El paquete desesperanzador está constituido por una serie de sesgos y actitudes cercanas a la depresión: descalificar lo positivo, magnificar lo negativo y estar preparado siempre "para lo peor". Como resulta obvio, la aplicación de este estilo hace que la vida pierda su encanto. Si el mundo es un campo de batalla y el futuro es negro, el presente puede llegar a ser insoportable.
El fatalismo mata la risa y la esperanza razonable. No digo que haya que adoptar la sonrisa bobalicona de los que viven en el Mundo feliz de Huxley y niegan los peligros y los inconvenientes del diario vivir (la esperanza llevada al extremo puede ser un mecanismo de escape); lo que sostengo es que el pesimista acaba por convertirse en un "ave de mal agüero", alguien a quien es mejor no frecuentar demasiado.
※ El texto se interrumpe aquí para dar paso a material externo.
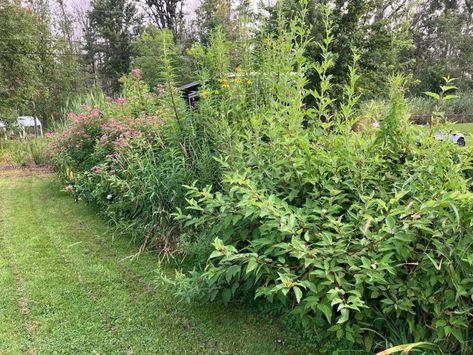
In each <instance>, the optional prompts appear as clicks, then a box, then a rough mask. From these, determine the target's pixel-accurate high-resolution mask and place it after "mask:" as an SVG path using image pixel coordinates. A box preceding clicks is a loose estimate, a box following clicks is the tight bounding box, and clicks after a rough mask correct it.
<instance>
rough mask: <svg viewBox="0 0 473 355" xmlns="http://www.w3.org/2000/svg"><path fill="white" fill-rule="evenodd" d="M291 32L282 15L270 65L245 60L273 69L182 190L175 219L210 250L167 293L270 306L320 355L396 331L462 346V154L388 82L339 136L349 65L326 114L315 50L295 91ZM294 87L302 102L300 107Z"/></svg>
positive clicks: (448, 351) (299, 65)
mask: <svg viewBox="0 0 473 355" xmlns="http://www.w3.org/2000/svg"><path fill="white" fill-rule="evenodd" d="M328 29H329V28H328ZM304 34H305V32H304V27H303V24H296V23H292V24H291V26H290V29H289V30H284V29H282V30H281V33H279V36H278V37H276V38H266V39H265V41H266V42H267V43H270V44H269V45H268V47H267V48H266V49H264V51H265V52H263V53H264V54H265V57H266V58H271V59H270V60H271V62H270V63H265V61H264V60H263V61H261V59H260V58H258V59H259V60H260V63H264V64H265V65H261V67H263V68H265V69H266V68H271V69H269V70H267V69H266V70H265V73H266V74H267V73H270V72H272V71H273V70H274V69H275V67H277V68H278V71H277V72H278V80H275V81H274V89H275V90H274V91H271V90H267V91H266V92H267V94H266V102H267V105H264V107H263V110H264V111H263V112H261V114H253V115H249V116H248V119H247V120H246V121H241V123H240V124H239V126H238V127H239V130H238V131H239V135H238V139H234V140H233V141H232V146H231V148H229V150H228V151H227V155H228V158H227V159H222V160H221V168H222V170H223V178H222V183H221V185H220V186H219V188H218V189H217V190H216V191H215V189H213V188H212V187H210V186H209V187H207V188H205V189H199V188H197V187H195V186H189V193H188V204H189V205H188V206H187V207H186V208H185V209H183V210H181V211H180V212H179V213H178V214H177V216H178V219H179V220H180V221H181V222H182V223H183V225H184V226H185V228H184V231H185V232H186V233H187V234H189V235H194V236H195V237H194V239H195V240H199V239H202V240H208V239H210V238H214V243H213V245H214V251H213V252H212V253H211V254H210V257H209V261H208V263H207V265H206V268H205V270H204V272H203V273H198V272H192V273H191V274H189V277H188V278H187V279H186V278H184V279H179V284H180V287H181V288H180V290H179V293H180V294H181V295H182V296H184V297H189V295H195V296H199V297H201V298H202V299H204V300H206V301H213V300H215V299H216V298H217V297H220V298H222V299H223V301H225V302H228V301H230V300H231V299H233V298H241V297H247V296H248V295H253V296H254V297H256V298H264V299H266V300H268V301H270V302H273V303H277V304H280V305H284V306H285V307H287V309H288V310H291V312H292V314H294V315H296V316H297V317H298V318H299V320H300V321H301V322H302V323H303V324H304V325H305V327H306V329H307V330H308V331H309V332H311V334H316V335H317V337H318V340H319V342H320V344H321V345H320V346H321V348H322V350H325V351H334V350H335V348H337V349H340V348H342V349H343V348H345V349H352V350H353V349H355V348H360V347H361V348H365V349H366V350H368V351H372V350H374V349H375V348H378V349H379V346H380V345H379V344H380V343H383V345H390V344H389V343H392V342H394V341H396V340H397V339H403V338H405V339H407V340H408V341H406V342H414V341H420V340H428V341H431V342H433V343H436V344H437V345H438V346H440V347H441V348H442V349H444V350H445V351H446V352H448V353H456V352H462V353H469V352H471V351H472V348H471V341H472V337H471V333H470V331H469V330H470V329H471V321H472V319H471V314H472V313H471V311H472V309H473V308H472V307H473V300H472V297H471V295H472V293H473V278H472V277H471V275H472V272H473V259H472V258H471V252H472V245H473V243H471V241H472V237H473V233H472V228H471V227H472V220H473V214H472V212H471V211H472V207H473V195H472V194H471V192H470V191H469V187H470V184H471V182H470V180H469V179H468V178H467V176H468V173H469V171H470V170H471V151H469V150H461V149H459V148H458V147H456V146H455V145H454V144H451V143H449V142H439V141H436V140H434V139H432V138H431V137H428V136H427V135H425V134H423V132H419V130H417V129H415V128H414V127H412V126H411V125H410V124H409V122H408V120H407V115H406V114H405V102H404V98H403V79H402V77H394V78H393V82H392V84H391V86H392V89H391V100H390V104H389V107H388V110H387V111H386V113H385V114H384V115H383V117H382V120H381V126H380V128H379V129H376V128H374V127H373V128H371V127H367V129H366V130H365V131H364V132H362V133H359V134H355V133H353V132H351V127H352V125H353V121H354V120H355V119H351V118H352V109H351V108H352V106H353V103H354V102H356V95H355V94H354V92H353V90H352V88H353V86H354V85H355V84H356V79H357V75H356V70H352V71H351V72H350V77H349V80H348V84H347V87H346V88H345V98H346V102H345V103H341V104H340V105H339V107H340V108H339V109H338V110H336V109H334V105H333V101H332V99H331V98H330V95H329V93H330V87H331V86H330V76H329V75H328V74H327V72H328V71H329V70H330V67H331V65H332V63H333V59H332V56H331V54H330V52H329V51H326V52H325V55H324V58H323V61H322V62H321V63H319V64H317V65H316V67H315V68H314V70H316V71H317V72H318V73H319V75H320V76H321V87H320V88H319V89H318V90H317V91H309V90H305V89H304V83H305V73H306V72H307V69H308V68H307V66H306V63H304V62H303V60H302V59H300V57H299V56H298V54H297V53H300V52H303V51H304V49H305V45H306V43H308V42H305V41H304ZM295 38H297V39H298V41H296V40H294V39H295ZM330 39H331V34H330V31H328V32H327V36H326V41H325V42H324V44H322V45H321V46H322V48H325V47H328V46H329V44H330ZM287 45H290V46H291V50H292V51H291V53H293V55H290V54H287V51H286V48H287V47H286V46H287ZM275 53H280V55H278V56H277V57H276V56H273V55H274V54H275ZM284 61H287V62H284ZM281 64H283V65H281ZM266 65H267V66H266ZM294 68H295V69H294ZM307 95H313V96H315V97H316V99H317V101H318V105H317V106H316V107H315V109H308V110H304V109H303V102H304V98H305V97H306V96H307ZM303 118H306V119H308V120H309V123H310V124H309V128H308V129H307V130H303V129H301V128H300V123H301V122H302V119H303ZM320 118H322V120H320ZM327 118H329V120H327ZM324 121H325V122H324ZM419 139H420V141H421V142H422V143H421V146H420V147H419V145H418V143H417V142H418V140H419ZM393 320H395V321H393ZM399 331H400V332H401V334H398V332H399ZM333 339H337V341H338V345H337V346H335V348H334V344H333V341H331V340H333ZM386 343H387V344H386Z"/></svg>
Los pensamientos típicos del pesimista son: "Me va a ir mal", "Podría haber sido mejor", "No hay solución", "Es terrible lo que ocurrió", "Nada va a mejorar". O dicho de otra forma: nada está bien y la alegría no es otra cosa que una farsa. La sensación que lo embarga es la de una eterna incompletud: siempre falta algo, siempre hay un detalle que daña el conjunto.
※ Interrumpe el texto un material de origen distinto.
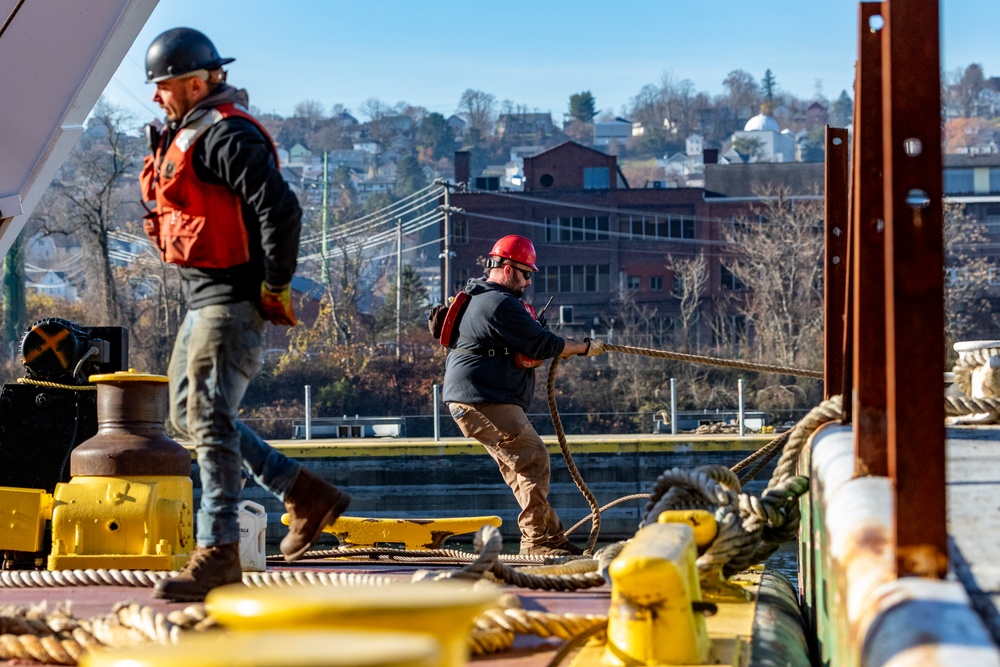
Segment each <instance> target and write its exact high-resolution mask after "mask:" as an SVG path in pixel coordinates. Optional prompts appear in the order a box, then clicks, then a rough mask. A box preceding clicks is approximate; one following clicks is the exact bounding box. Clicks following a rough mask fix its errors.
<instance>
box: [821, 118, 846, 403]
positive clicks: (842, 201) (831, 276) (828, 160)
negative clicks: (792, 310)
mask: <svg viewBox="0 0 1000 667" xmlns="http://www.w3.org/2000/svg"><path fill="white" fill-rule="evenodd" d="M848 155H849V151H848V150H847V130H845V129H843V128H839V127H830V126H829V125H827V126H826V153H825V157H824V169H823V188H824V193H825V196H824V198H823V200H824V210H823V219H824V225H823V226H824V241H825V243H824V252H823V255H824V261H823V304H824V307H823V308H824V312H823V329H824V340H823V398H824V399H827V398H830V397H831V396H835V395H837V394H841V393H843V391H844V352H843V345H844V301H845V294H846V293H845V290H846V285H847V269H846V267H847V262H846V261H845V260H846V258H847V201H848V192H847V186H848V182H849V181H848V171H849V170H848Z"/></svg>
La próxima vez que encares alguna actividad placentera no lleves el salvavidas puesto ni el plan B activado. Los pesimistas no se ríen porque piensan que la alegría anticipada puede ser una forma de llamar a la desgracia».
Nuestra mente nos juega malas pasadas de vez en cuando. A veces, no somos capaces de descartar los pensamientos negativos, somos pesimistas y creemos que no hay salida a los problemas que se nos presentan. Luego, nos sentimos muy mal: nos reprochamos, arrepentimos y deprimimos por haber sido tan negativos.